The probability that the team had a winning season given attendance was more than 3.0 million is calculated as follows:

$\begin{array}{c}P\left(\begin{array}{l}\text{Winning season given}\\ \text{high attendance}\end{array}\right)=\frac{\left(\begin{array}{l}\text{Number of teams having winning season }\\ \text{and high attendance}\end{array}\right)}{\text{Number of teams having high attendance}}\\ =\frac{7}{9}\\ =0.7778\end{array}$

Thus, the probability that the team had a winning season given attendance was more than 3.0 million is 0.7778.

4. The probability that the team has a winning season and attracted fewer than 2.0 million attendance is calculated as follows:

$\begin{array}{c}P\left(\begin{array}{l}\text{Winning season and}\\ \text{low attendance}\end{array}\right)=\frac{\left(\begin{array}{l}\text{Number of teams having }\\ \text{winning season and low attendace}\end{array}\right)}{\text{Total number of teams}}\\ =\frac{3}{30}\\ =0.1\end{array}$

Thus, the probability that the team has a winning season and attracted fewer than 2.0 million attendance is 0.1.

To determine

Construct a table showing the number of teams with a winning season versus those that play in new or old stadiums.

1. Find the probability to select a team with winning season.

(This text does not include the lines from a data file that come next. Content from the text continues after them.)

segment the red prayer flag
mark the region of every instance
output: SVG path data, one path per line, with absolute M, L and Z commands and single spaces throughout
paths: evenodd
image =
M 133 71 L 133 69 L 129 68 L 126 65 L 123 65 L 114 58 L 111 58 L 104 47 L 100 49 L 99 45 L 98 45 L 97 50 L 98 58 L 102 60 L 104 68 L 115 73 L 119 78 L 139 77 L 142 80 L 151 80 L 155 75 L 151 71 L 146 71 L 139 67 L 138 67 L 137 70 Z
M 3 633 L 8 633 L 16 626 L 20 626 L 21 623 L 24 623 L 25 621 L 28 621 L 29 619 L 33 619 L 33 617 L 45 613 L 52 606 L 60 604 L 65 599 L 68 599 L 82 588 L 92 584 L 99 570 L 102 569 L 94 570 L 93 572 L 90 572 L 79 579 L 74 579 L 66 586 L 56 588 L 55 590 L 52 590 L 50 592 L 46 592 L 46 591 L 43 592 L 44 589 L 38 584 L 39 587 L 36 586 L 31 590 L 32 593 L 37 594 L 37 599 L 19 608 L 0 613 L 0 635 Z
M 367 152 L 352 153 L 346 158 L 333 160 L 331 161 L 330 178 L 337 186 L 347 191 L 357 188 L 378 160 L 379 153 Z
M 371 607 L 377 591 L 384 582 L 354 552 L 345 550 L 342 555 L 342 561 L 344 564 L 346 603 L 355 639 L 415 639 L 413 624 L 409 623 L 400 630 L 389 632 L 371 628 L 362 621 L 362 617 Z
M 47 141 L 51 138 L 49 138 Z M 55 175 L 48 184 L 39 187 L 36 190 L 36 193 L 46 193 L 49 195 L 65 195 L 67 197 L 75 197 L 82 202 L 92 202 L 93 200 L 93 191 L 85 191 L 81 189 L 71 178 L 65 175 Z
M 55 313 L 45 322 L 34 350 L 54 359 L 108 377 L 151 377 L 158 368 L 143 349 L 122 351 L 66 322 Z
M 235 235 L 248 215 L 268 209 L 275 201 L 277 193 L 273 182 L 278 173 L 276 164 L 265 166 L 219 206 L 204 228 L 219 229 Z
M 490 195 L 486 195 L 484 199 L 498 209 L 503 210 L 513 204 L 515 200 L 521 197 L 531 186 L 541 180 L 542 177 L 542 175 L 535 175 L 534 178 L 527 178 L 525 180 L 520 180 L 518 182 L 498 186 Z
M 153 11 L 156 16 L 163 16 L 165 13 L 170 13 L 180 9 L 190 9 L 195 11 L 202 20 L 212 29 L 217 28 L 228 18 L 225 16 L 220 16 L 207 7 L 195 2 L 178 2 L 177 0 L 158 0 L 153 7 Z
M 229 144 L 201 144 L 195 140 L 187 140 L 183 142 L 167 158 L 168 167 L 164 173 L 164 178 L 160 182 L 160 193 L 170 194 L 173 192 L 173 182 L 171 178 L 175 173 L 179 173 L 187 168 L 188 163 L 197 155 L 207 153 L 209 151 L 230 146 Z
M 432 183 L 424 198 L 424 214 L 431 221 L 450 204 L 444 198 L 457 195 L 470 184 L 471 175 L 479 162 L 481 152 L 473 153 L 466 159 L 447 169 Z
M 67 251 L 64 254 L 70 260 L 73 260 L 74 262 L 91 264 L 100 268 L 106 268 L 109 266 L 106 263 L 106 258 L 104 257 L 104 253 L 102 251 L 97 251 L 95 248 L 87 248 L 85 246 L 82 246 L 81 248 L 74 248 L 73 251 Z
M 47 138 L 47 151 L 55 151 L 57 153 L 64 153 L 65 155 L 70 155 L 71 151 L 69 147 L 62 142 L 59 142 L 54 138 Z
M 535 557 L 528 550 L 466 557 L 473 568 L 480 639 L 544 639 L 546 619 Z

2. Find the probability of selecting a team with a winning record and playing in a new stadium.

3. Find the probability that the team had a winning record or played in a new stadium.

Answer to Problem 93DE

1. The probability of selecting a team with winning season is 0.5667.

2. The probability of selecting a team with a winning record and playing in a new stadium is 0.2667.

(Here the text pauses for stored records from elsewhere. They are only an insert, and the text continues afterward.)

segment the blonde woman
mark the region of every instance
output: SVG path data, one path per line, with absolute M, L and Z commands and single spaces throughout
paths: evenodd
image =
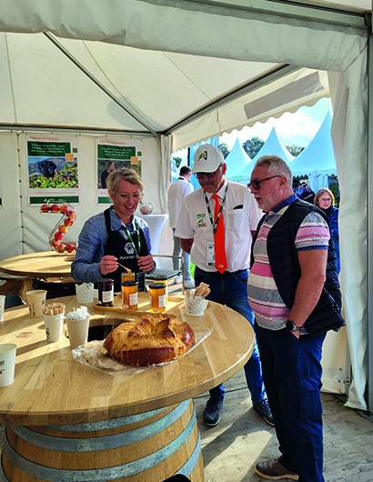
M 322 209 L 328 216 L 331 229 L 331 237 L 336 248 L 337 269 L 339 273 L 339 232 L 338 232 L 338 213 L 339 209 L 334 207 L 334 196 L 330 189 L 321 187 L 315 195 L 314 204 Z

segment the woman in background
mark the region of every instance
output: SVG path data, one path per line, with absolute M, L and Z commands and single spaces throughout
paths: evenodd
M 333 193 L 329 189 L 327 189 L 327 187 L 321 187 L 321 189 L 318 189 L 318 191 L 315 195 L 314 204 L 318 206 L 320 209 L 322 209 L 328 217 L 331 229 L 331 238 L 333 239 L 334 246 L 336 248 L 337 269 L 339 273 L 339 209 L 338 207 L 334 207 Z

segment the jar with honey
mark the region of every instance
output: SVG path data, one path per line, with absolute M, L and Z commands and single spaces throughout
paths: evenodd
M 124 309 L 137 309 L 137 283 L 136 281 L 122 283 L 122 306 Z
M 166 285 L 165 283 L 150 283 L 150 312 L 163 313 L 166 309 Z

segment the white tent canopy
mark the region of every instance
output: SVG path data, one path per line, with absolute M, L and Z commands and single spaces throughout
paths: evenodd
M 362 13 L 370 3 L 338 3 L 356 9 L 270 0 L 0 0 L 0 125 L 156 136 L 157 206 L 165 210 L 171 149 L 329 92 L 353 371 L 348 403 L 366 409 L 368 31 Z M 16 152 L 15 139 L 6 141 L 6 152 Z
M 328 186 L 328 176 L 337 176 L 330 128 L 331 115 L 328 112 L 315 137 L 291 164 L 293 176 L 307 176 L 315 193 Z

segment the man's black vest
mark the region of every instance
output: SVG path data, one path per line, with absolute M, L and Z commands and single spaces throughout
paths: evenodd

3. The probability that the team had a winning record or played in a new stadium is 0.8.

Explanation of Solution

Wins of the team are classified into two categories, namely, winning season (81 or more) and not winning season (less than 81); stadium with two categories: new (less than 15 years old) and old (15 years old or more).

The relationship between the number of teams with a winning season versus those that play in new or old stadiums is shown in the following table:

	Season		Total
	Winning	Not winning
New stadium	8	7	15
Old stadium	9	6	15
Total	17	13	30

1.

The probability of selecting a team with winning season is calculated as follows:

$\begin{array}{c}P\left(\text{Winning season}\right)=\frac{\text{Number of teams having winning season}}{\text{Total number teams}}\\ =\frac{17}{30}\\ =0.5667\end{array}$

Thus, the probability that the team had a winning season is 0.5667.

2.

The probability of selecting a team with a winning record and playing in a new stadium is calculated as follows:

$\begin{array}{c}P\left(\begin{array}{l}\text{Winning season and}\\ \text{playing in new stadium}\end{array}\right)=\frac{\left(\begin{array}{l}\text{Winning season and}\\ \text{playing in new stadium}\end{array}\right)}{\text{Total number of teams}}\\ =\frac{8}{30}\\ =0.2667\end{array}$

Thus, the probability of selecting a team with a winning record and playing in a new stadium is 0.2667.

3.

The probability that the team had a winning record or played in a new stadium is calculated as follows:

$\begin{array}{c}P\left(\begin{array}{l}\text{Winning season or}\\ \text{played in new stadium}\end{array}\right)=\left\{\begin{array}{c}\frac{\text{winning season}}{\text{Total number of teams}}+\frac{\text{playing in new stadium}}{\text{Total number of teams}}-\\ \frac{\left(\begin{array}{l}\text{winning season and}\\ \text{playing in new stadium}\end{array}\right)}{\text{Total number of teams}}\end{array}\right\}\\ =\frac{17}{30}+\frac{15}{30}-\frac{8}{30}\\ =0.8\end{array}$

Thus, the probability that the team had a winning record or played in a new stadium is 0.8.